Delray Beach, Fla. — Posting both improved sales and profitability in its North American retail business — including its best retail comp-sales performance in nearly five years — Office Depot claimed a fiscal fourth-quarter North American sales increase of 8 percent, hitting $1.5 billion, up from $1.4 billion in the same quarter in 2003.
North American retail operating profit climbed to $99.5 million in the fourth quarter, ended Dec. 25, more than double the $48.4 million recorded in the previous year.
Improved technology category sales drove a 4 percent positive North American comp-store sales comparison in the fourth quarter over the same three months a year earlier, but this scenario also had a negative impact on product margins. Gross margin in the fourth quarter and full year improved slightly as increased vendor rebates and promotional support and reduced inventory clearance charges were partially offset by a higher mix of lower margin technology products.
North American expenses in the fourth quarter declined as a percentage of sales, mainly because of broad-based operating cost reductions in 2004 and higher facility closure costs in the fourth quarter of 2003.
Comparable average transaction size for North American stores increased in the fourth quarter, but comparable transaction counts decreased for both the fourth quarter and the full year.
“I am pleased to report our best retail comparable sales performance in 19 quarters,” said Neil Austrian, chairman/CEO. “More importantly, our core focus on increasing store profitability yielded improved retail operating margins for both the quarter and the year. We will continue our emphasis on profitable retail growth in 2005 and beyond.”

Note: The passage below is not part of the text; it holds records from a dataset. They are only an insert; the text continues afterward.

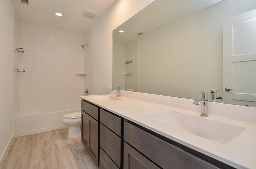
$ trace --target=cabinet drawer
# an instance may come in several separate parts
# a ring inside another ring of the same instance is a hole
[[[102,124],[100,125],[100,146],[121,168],[121,138]]]
[[[121,137],[121,118],[102,109],[100,110],[100,123]]]
[[[99,108],[83,100],[82,100],[81,102],[82,109],[88,114],[96,119],[96,120],[98,121]]]
[[[100,169],[119,169],[101,148],[100,148]]]
[[[126,122],[124,140],[163,168],[218,168]]]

Office Depot North American sales rose 5 percent in the 12 months, reaching $5.9 billion, up from $5.7 billion in 2003. Comp-store sales increased 3 percent. Operating profit for the 12 months climbed 25 percent to $391 million from a year-earlier $314 million.
The office products retailer continued to expand its North American store base in the fourth quarter, opening 52 new stores, relocating two stores and closing six underperforming locations. In the 12 months, 69 net new stores were opened, with the company reporting a total of 969 office product superstores in the United States and Canada at the end of its just-past fiscal year.
Consolidated Office Depot sales grew 7 percent in the fourth quarter, hitting $3.5 billion, compared with $3.3 billion in the same three months in 2003. Worldwide comp-store sales edged upward 2 percent. Net earnings for the quarter were $52.8 million, up from a year-earlier $45.8 million. Included in fourth-quarter net income were net pretax charges of $65.5 million, primarily resulting from a number of actions taken subsequent to a company-wide cost structure review.
Consolidated 12-month sales jumped 10 percent, reaching $13.6 billion, up from a year-ago $12.4 billion. Worldwide comps inched upward 1 percent. Net earnings were $338.2 million, compared with $276.3 million in 2003. Pretax charges of $60.6 million were included in 2004 net income.